PYSANUM

PYSANUM

Pisan Young Seminars in Applied and NUmerical Mathematics

Informal seminar series on numerical analysis and applied mathematics aimed at students.
The aim of the meetings is to present numerical analysis research topics in an accessible manner and to involve interested students. The seminars will have an introductory first part and will also be accessible to those unfamiliar with the subject. They will be held mainly in Italian, in line with the informal tone of the series.
Master’s students and Bachelor’s students who are familiar with the contents of the Scientific Computing course are encouraged to attend.
Organised by PhD students from the University of Pisa and the Scuola Normale Superiore.

Upcoming Seminars

14.00 – 24 March 2026
 Andrea Baleani (Scuola Normale Superiore)
Saletta Riunioni, Dipartimento di Matematica
Functions of Toeplitz matrices: displace, compress and peel

Toeplitz matrices appear in many applications such as signal processing, time series analysis, and the discretization of differential and integral equations. Their defining feature-constant diagonals-implies that they contain only linear information. However, when computing functions of Toeplitz matrices, this structure appears to be lost.

In this talk, we present an approach for efficiently approximating f(T) by uncovering hidden structure. The key idea is to transform the Toeplitz matrix into an equivalent representation that can be well approximated by hierarchical low-rank formats. This structure is numerically preserved by matrix functions, and its computation can be improved using low-rank update techniques.

 14.00 – 1 April 2026
 Silvia Paparini (Università di Padova)
 Aula Seminari, Dipartimento di Matematica
Nematic Bubbles

Biological systems of cells and cytoskeletal elements can form a nematic phase where elongated fibres align parallel to each other, inducing partial orientational order. This order is described by a macroscopic director field that reflects the local orientation of the system. Topological defects in the nematic order are singularities in the director field; they are quite common and classified by their topological charge.

The emergence of nematic order from an initially isotropic, or disordered, organization of the fibres on deformable closed surfaces plays a pivotal role in the morphogenesis of active biological matter. A notable example is the regeneration of Hydra, a freshwater basal invertebrate: an excised fragment first folds into a spherical shell in an approximately isotropic state, and nematic order subsequently develops in the actin fibres of the epithelial tissue. On a surface with the topology of a sphere, the formation of topological defects is unavoidable, with a global constraint requiring the total topological charge to equal +2.

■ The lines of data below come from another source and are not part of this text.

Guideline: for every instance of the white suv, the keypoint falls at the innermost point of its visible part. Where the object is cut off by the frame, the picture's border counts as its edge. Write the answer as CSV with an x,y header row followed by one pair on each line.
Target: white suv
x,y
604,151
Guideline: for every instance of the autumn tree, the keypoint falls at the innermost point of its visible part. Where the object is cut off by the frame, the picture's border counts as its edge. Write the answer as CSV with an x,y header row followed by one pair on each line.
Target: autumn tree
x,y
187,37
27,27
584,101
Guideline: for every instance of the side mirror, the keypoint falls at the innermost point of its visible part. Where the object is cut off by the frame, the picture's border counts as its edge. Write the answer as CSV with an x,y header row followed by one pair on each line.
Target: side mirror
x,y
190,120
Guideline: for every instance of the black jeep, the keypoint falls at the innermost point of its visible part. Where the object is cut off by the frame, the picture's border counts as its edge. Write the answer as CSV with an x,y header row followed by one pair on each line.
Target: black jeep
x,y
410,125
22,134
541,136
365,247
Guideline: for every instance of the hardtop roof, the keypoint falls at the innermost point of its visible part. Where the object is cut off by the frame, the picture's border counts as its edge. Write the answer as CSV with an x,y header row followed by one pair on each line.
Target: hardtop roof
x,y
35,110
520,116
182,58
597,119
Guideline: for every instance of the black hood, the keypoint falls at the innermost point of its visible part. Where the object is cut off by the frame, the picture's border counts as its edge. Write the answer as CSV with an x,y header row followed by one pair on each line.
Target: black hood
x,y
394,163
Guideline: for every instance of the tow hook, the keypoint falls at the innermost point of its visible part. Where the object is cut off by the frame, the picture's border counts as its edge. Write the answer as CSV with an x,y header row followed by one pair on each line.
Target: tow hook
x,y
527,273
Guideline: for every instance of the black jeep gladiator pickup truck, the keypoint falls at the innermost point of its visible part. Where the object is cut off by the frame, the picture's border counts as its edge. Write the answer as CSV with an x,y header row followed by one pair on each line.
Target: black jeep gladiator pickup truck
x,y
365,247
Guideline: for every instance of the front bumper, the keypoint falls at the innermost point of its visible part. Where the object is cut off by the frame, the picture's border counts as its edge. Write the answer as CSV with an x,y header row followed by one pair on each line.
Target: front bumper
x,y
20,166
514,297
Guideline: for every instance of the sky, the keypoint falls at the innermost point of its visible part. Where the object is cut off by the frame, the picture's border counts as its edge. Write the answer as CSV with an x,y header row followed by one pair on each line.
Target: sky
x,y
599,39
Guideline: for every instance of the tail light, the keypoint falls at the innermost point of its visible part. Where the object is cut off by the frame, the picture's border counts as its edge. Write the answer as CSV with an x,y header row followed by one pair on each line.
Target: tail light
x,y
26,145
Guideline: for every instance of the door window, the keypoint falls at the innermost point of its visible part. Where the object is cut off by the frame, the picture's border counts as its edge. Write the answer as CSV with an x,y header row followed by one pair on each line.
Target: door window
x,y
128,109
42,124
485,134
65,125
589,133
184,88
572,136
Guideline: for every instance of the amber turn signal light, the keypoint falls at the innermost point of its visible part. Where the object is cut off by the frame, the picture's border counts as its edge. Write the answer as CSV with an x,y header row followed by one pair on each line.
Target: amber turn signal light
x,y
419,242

In this talk, I present a continuum model that couples the two-dimensional Landau-de Gennes order tensor, which describes the in-plane nematic ordering, with the mechanics of a mass-conserving, deformable spherical shell. By investigating the isotropic-to-nematic phase transition driven by a reduction in temperature, mimicking the natural induction of nematic order in actomyosin fibres, we perform both linear and weakly non-linear bifurcation analyses. We demonstrate that the onset of nematic ordering spontaneously breaks spherical symmetry, yielding distinct equilibrium morphologies governed by the shell’s deformability. Axisymmetric configurations, characterised by two +1 topological defects at the poles, emerge via a discontinuous (transcritical) bifurcation, resulting in a globally stable prolate shape with meridional director alignment, alongside a metastable oblate shape. Conversely, non-axisymmetric configurations, featuring four +1/2 defects arranged in a squared geometry, arise via a continuous (supercritical) bifurcation. We reveal that shell softness drives the first-order nature of the transition; in the limit of infinite stiffness, all bifurcations become continuous. Furthermore, our analysis indicates that integer defects strongly couple with local mass redistribution, manifesting as shell thinning or thickening, whilst half-integer defects induce no such local deformation. These findings provide a purely mechanical framework for understanding the formation of the body axis, which determines the future positions of head and foot, as well as defect-mediated morphogenesis in biological vesicles.